Comunicato 3328 del 12/12/2017

Con un mezzo anfibio e 4 uomini

Questa volta la missione è portare soccorso alle persone che stanno subendo l’esondazione del fiume Enza a Lentigione, frazione che si trova a sud ovest del comune di Brescello, in provincia di Reggio Emilia. E la Protezione civile del Trentino, ancora una volta, non ha fatto mancare il suo aiuto. Ha risposto alla richiesta di supporto del Dipartimento nazionale e, su indicazione del presidente Ugo Rossi e dell’assessore Tiziano Mellarini, ha inviato in Emilia Romagna un mezzo anfibio e quattro persone di equipaggio.

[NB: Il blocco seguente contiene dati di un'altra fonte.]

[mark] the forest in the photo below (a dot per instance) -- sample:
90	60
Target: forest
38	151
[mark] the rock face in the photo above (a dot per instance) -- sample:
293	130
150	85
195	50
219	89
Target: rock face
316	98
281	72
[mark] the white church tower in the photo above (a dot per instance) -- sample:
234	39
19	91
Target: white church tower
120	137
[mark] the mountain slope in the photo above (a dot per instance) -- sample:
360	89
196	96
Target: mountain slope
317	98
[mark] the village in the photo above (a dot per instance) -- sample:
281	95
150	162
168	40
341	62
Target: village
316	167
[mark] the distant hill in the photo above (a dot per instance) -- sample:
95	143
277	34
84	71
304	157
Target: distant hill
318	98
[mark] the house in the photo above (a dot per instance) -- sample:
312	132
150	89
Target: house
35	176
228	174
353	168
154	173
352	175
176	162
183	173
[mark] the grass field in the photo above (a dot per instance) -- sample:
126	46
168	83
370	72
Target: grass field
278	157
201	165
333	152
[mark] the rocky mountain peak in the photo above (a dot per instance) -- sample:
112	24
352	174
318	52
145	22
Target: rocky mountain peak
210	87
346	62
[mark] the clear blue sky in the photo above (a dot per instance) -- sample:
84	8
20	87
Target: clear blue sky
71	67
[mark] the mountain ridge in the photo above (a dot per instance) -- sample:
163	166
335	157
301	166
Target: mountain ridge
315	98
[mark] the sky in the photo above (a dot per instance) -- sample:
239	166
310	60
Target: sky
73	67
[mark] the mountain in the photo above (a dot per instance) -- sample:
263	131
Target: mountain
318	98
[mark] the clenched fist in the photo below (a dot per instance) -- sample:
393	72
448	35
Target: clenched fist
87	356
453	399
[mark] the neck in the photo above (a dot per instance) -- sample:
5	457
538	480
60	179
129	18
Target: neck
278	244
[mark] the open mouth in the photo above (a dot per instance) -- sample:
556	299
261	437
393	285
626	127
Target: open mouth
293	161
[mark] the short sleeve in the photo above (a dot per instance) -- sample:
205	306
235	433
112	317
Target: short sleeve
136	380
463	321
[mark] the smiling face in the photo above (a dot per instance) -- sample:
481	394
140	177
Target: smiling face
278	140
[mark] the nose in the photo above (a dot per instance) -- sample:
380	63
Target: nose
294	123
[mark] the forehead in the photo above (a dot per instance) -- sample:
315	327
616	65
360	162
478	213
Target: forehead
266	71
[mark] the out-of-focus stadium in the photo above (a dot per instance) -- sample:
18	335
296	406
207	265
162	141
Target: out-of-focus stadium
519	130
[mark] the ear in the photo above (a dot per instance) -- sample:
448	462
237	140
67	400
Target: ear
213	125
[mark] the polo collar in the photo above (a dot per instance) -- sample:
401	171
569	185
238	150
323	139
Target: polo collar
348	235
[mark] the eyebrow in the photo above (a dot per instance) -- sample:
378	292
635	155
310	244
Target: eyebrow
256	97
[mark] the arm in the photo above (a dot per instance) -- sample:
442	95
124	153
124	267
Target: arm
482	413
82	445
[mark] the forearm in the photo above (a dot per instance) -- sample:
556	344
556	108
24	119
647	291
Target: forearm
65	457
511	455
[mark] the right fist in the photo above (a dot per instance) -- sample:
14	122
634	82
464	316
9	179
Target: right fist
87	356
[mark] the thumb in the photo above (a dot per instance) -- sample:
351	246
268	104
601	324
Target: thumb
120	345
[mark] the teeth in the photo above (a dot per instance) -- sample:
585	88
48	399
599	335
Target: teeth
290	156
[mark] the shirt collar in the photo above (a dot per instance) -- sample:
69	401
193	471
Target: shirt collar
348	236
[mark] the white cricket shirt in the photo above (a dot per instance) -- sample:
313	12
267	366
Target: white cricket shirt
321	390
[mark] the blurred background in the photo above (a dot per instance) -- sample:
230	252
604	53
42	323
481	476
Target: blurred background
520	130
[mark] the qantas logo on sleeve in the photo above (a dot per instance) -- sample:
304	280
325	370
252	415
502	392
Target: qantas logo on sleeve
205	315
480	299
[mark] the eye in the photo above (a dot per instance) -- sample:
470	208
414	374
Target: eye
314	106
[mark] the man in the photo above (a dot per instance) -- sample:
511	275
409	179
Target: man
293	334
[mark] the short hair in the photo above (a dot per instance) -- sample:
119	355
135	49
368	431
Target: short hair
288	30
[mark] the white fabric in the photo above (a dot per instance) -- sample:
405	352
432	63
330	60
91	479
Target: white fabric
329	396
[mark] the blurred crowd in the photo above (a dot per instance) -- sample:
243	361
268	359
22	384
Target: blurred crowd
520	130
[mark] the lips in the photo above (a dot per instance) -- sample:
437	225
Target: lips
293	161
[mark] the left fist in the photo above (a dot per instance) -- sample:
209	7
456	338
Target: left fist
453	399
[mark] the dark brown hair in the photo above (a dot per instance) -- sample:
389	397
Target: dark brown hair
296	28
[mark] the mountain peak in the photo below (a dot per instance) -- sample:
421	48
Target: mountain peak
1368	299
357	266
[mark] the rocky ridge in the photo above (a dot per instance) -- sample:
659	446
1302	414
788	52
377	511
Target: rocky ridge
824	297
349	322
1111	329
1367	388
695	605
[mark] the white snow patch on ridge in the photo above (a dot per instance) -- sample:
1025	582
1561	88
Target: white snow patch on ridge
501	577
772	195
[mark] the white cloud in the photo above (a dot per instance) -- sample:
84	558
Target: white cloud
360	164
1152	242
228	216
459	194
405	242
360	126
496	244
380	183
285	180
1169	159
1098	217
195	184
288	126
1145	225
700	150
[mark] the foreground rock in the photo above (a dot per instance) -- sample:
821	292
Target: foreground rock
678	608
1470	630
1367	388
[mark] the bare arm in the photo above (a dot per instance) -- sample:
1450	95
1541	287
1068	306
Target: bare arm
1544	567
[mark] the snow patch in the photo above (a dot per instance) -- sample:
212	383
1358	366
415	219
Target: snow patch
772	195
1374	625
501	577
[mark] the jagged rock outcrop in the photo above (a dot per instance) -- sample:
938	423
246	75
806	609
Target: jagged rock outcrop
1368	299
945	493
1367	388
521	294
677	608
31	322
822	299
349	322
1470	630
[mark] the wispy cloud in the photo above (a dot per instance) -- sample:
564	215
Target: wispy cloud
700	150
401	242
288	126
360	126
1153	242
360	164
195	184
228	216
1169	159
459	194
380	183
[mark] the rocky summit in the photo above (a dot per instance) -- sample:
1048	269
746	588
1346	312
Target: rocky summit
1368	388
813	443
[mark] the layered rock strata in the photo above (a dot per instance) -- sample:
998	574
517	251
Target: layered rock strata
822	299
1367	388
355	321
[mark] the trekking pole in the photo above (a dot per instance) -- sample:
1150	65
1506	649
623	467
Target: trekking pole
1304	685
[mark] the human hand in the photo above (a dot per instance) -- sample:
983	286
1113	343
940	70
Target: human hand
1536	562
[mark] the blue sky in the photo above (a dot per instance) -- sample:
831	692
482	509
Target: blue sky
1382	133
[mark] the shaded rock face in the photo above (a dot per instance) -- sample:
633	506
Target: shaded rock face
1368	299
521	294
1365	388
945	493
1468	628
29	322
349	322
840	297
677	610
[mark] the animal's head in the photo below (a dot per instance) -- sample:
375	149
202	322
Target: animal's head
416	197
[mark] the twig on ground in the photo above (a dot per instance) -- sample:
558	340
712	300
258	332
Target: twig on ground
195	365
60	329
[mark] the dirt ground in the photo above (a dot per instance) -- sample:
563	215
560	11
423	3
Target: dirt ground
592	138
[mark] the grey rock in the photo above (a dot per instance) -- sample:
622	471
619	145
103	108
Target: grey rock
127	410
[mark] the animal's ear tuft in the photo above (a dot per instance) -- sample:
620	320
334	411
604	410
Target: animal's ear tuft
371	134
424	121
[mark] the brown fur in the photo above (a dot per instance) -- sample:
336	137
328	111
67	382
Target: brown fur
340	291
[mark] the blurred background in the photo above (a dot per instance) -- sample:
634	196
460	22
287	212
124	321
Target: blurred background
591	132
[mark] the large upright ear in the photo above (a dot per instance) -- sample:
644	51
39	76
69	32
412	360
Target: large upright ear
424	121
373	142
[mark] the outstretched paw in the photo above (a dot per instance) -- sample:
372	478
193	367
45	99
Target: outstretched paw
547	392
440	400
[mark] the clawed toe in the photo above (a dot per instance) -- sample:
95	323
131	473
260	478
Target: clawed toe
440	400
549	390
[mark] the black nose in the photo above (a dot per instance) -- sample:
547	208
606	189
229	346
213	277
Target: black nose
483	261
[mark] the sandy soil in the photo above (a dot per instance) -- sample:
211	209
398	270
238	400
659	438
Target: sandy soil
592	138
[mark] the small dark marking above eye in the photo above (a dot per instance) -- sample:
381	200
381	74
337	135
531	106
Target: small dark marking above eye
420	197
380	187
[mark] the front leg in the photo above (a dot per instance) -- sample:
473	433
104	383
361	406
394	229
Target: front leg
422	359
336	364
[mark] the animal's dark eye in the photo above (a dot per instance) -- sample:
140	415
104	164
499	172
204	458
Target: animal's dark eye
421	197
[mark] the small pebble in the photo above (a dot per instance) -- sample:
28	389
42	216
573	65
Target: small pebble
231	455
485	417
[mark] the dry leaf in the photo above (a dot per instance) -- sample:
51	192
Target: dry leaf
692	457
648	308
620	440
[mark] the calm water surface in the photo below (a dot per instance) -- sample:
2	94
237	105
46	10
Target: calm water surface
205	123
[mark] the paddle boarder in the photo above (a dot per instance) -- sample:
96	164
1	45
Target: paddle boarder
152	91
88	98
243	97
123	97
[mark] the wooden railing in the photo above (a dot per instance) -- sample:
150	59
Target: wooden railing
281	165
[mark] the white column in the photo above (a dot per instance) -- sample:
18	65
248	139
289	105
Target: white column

La missione durerà qualche giorno, fino a che l’emergenza non sarà terminata. Nel frattempo sul posto sta operando il personale del Corpo nazionale dei Vigili del Fuoco con l’ausilio di elicotteri. Le prime notizie parlano di circa 400 persone da soccorrere e portare in salvo presso il centro di raccolta che si trova a Brescello. Si tratta in molti casi di famiglie che abitano nelle tante case isolate che caratterizzano quel tratto della pianura padana e che sono state sorprese dall’innalzamento delle acque. Le immagini che si stanno diffondendo sui media sono molto eloquenti sulla portata dell’evento. Il contingente trentino, in viaggio verso Brescello, è composto da un coordinatore e tre operatori, dotati di un semirimorchio con mezzo anfibio Hägglunds per trasporto persone (16 unità) e una vettura di supporto. La richiesta di intervento è arrivata alla sala operativa di Trento in tarda mattinata. Dopo una verifica delle disponibilità con i contingenti di Protezione civile delle regioni, di cui il Trentino ha il coordinamento, è stato deciso l’intervento diretto del personale e dei mezzi trentini. L’intervento è coordinato dal Servizio Prevenzione rischi della Provincia autonoma di Trento, che segue costantemente l’evolversi della situazione. Il maltempo di queste ore ha messo in difficoltà la popolazione di diversi centri. Le notizie che si stanno diffondendo descrivono Brescello come particolarmente colpito.